Owners Neil and Mary Gourlay have unveiled Three Glens House in Dumfriesshire, Scotland, a carbon-negative guesthouse located in the center of their farmland.
The property is a sustainable, energy-efficient, ultra-modern eco farmhouse with scenic views, featuring fresh produce from the farm and ski chalet-style service with a live-in chef and concierge. Locally based Mark Waghorn Architects completed the design.
Full height glass doors in a large living room open electronically onto an elevated outdoor decked balcony. All of the house’s external walls have been insulated with wool from the sheep living on the farm, and the stone used in the building was taken from the surrounding fields. The underfloor heating is fed by a ground-source heat pump, and supplemented by a wood-burning masonry heater set into a stone wall. The building’s design is airtight, so mechanical ventilation and a heat-recovery system were added to sufficiently circulate air.

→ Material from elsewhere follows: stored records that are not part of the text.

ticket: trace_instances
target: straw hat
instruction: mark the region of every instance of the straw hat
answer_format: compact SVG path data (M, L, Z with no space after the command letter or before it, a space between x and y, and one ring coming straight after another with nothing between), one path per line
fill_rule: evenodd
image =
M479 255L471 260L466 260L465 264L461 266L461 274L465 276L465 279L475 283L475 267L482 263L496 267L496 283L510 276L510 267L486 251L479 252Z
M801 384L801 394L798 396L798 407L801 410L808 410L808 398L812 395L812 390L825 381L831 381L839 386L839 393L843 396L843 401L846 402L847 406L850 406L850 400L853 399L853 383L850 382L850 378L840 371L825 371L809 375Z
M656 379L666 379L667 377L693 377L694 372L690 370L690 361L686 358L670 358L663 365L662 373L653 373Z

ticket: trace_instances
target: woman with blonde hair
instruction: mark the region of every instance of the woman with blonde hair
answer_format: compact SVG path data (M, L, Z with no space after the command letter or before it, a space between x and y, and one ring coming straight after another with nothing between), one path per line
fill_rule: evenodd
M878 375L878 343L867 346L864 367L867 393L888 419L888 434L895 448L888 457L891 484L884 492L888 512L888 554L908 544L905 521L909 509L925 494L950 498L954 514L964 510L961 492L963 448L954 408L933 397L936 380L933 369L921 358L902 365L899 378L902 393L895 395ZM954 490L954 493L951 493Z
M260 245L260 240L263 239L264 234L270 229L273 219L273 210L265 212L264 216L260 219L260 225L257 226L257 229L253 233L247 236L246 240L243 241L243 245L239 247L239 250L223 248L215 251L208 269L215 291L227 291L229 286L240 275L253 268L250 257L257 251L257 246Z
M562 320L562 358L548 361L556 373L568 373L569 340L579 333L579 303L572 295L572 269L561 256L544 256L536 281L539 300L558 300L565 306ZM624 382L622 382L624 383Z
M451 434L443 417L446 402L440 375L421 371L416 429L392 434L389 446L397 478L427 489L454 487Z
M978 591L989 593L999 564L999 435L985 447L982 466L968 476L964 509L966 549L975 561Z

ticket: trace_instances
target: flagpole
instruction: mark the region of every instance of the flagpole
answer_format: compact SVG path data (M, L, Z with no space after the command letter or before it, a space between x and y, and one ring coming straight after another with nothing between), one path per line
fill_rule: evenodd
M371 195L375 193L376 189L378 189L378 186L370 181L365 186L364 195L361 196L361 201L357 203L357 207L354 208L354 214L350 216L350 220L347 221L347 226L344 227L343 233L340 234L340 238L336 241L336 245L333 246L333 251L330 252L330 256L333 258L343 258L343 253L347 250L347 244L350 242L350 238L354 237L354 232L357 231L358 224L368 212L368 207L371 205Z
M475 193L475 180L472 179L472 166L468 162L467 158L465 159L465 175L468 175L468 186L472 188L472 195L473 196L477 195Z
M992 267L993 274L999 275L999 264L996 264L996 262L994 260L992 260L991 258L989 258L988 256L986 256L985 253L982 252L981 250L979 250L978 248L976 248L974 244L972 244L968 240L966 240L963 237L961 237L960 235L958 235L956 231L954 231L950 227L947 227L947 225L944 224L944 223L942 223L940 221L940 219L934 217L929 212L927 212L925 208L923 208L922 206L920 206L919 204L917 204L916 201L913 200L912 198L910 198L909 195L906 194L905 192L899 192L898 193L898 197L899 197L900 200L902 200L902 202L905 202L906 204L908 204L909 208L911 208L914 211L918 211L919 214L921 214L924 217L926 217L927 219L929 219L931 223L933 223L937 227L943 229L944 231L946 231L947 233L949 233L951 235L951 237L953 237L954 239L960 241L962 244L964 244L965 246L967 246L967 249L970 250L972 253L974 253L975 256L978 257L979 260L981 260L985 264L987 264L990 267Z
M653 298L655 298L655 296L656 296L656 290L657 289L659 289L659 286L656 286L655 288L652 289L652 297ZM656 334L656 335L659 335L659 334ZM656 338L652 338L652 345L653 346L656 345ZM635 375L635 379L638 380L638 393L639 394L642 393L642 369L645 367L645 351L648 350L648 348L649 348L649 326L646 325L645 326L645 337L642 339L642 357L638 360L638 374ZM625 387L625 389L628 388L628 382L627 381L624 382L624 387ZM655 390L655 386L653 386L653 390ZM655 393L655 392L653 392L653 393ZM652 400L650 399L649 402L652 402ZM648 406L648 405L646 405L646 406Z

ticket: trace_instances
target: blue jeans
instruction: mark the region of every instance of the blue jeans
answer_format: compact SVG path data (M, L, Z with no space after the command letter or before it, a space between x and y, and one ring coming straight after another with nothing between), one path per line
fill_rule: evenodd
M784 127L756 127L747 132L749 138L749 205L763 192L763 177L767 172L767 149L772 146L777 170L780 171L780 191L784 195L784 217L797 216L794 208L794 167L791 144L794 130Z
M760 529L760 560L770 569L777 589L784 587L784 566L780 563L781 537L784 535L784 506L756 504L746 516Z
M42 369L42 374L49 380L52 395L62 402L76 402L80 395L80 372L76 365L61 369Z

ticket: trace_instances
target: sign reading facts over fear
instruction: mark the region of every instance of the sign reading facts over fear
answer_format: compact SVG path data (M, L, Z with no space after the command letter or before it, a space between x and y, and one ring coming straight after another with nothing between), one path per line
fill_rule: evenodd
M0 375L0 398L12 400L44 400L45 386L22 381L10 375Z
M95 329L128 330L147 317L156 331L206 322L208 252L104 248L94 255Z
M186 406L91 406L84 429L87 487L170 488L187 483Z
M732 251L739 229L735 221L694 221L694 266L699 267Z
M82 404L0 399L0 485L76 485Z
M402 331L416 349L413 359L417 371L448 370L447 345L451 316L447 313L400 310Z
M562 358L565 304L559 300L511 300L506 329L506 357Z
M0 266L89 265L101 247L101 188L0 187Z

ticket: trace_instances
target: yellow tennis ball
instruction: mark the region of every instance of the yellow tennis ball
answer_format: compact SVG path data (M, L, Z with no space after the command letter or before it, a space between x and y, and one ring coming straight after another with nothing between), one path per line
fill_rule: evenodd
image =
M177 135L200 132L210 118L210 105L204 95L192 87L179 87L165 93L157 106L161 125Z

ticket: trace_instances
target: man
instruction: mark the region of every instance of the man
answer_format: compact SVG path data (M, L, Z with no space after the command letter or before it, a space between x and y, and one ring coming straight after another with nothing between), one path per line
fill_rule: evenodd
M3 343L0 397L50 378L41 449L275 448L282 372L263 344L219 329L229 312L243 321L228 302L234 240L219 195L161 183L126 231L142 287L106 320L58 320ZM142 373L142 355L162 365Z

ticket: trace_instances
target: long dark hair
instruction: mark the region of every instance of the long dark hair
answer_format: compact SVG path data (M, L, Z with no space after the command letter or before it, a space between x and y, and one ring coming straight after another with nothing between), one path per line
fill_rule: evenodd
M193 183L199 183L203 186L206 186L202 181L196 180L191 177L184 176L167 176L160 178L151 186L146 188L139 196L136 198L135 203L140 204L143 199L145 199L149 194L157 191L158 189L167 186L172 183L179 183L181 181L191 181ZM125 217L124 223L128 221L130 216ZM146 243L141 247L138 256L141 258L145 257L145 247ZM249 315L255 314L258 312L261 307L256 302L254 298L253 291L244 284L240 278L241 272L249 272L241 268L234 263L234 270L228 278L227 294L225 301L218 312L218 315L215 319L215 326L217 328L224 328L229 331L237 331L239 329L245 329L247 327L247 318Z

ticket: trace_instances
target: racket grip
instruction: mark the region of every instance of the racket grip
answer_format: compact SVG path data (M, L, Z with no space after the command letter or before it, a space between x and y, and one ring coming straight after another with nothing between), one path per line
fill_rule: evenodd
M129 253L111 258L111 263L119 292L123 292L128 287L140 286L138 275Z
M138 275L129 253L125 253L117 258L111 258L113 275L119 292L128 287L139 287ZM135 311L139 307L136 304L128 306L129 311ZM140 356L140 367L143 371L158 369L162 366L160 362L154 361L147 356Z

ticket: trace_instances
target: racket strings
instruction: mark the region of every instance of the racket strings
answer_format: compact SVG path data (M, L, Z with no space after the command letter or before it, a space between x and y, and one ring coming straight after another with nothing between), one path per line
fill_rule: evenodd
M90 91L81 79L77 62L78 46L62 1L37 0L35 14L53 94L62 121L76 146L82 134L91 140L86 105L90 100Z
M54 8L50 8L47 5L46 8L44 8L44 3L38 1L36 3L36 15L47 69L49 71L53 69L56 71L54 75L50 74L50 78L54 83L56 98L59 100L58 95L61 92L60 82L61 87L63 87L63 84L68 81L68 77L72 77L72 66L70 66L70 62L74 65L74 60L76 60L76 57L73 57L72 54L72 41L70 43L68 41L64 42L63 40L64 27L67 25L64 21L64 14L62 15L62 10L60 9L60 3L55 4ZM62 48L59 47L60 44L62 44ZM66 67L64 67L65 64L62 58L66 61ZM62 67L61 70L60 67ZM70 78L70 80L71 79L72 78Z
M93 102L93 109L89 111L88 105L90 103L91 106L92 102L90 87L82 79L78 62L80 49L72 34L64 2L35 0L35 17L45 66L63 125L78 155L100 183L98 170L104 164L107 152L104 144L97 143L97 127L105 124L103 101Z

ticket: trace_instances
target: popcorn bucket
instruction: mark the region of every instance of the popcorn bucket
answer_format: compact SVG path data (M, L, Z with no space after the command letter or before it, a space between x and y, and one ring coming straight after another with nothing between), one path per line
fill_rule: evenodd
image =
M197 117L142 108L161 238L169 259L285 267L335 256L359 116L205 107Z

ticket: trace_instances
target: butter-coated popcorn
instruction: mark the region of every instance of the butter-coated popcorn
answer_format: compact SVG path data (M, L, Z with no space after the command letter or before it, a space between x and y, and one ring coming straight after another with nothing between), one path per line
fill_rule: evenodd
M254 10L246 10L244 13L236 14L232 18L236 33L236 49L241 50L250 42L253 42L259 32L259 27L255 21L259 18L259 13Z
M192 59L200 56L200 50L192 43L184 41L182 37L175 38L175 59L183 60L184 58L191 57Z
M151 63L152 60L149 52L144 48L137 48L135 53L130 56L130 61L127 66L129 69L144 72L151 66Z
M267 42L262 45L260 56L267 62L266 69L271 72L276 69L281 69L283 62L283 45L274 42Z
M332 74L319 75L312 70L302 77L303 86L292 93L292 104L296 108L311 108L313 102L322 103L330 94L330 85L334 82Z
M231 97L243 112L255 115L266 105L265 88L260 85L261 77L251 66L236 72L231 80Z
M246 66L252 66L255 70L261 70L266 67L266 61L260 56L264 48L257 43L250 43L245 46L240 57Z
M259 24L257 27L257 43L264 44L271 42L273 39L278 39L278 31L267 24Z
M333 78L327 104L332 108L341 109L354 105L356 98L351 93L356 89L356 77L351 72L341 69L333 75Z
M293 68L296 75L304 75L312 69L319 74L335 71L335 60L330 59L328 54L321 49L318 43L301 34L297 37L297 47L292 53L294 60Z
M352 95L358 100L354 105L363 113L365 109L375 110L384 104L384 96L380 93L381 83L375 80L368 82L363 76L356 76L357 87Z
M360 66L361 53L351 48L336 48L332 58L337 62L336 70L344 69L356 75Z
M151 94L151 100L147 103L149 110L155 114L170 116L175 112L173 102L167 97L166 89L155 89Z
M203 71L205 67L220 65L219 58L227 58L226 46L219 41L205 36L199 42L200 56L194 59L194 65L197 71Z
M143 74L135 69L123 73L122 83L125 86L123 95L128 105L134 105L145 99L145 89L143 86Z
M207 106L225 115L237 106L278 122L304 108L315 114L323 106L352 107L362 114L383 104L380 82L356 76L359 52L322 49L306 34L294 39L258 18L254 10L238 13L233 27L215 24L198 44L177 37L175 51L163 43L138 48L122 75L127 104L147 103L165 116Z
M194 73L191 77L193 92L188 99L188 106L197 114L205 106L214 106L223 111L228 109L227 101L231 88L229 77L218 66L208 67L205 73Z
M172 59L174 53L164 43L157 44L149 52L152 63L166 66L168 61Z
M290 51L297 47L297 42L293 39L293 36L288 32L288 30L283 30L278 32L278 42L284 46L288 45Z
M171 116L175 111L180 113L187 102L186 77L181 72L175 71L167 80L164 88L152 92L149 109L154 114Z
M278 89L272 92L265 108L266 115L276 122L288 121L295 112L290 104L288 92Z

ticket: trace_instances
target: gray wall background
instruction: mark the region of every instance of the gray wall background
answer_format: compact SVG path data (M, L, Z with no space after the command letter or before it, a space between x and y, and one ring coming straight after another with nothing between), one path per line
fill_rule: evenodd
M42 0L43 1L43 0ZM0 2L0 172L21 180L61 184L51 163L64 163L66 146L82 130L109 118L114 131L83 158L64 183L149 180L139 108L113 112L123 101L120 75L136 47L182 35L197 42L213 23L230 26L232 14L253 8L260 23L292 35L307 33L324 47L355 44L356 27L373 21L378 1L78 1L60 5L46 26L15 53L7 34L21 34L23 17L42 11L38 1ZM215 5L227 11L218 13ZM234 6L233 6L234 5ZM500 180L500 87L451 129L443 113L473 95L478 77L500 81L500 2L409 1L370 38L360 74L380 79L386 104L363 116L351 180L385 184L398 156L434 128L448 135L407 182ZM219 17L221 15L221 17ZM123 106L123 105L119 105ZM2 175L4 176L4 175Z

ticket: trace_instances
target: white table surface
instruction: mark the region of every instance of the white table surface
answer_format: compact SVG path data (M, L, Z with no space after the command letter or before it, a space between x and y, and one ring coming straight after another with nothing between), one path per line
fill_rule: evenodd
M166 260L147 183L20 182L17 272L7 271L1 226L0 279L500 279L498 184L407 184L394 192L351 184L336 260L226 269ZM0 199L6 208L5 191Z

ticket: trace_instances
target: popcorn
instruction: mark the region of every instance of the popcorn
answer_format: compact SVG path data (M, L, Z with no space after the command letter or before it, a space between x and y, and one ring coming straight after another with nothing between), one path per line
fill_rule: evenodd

Other eco-friendly features include electricity from the 100kW turbine on the hill, water from a bore hole, solar thermal under heating, triple glazing, and oak cladding from wind-felled trees on the land. In addition to seats made from the farm’s cows, the roof is made of tuft and fittings are reclaimed. Old railway sleepers are used outside and inside as furniture, and reclaimed slate flag stones upcycled from a Victorian greenhouse.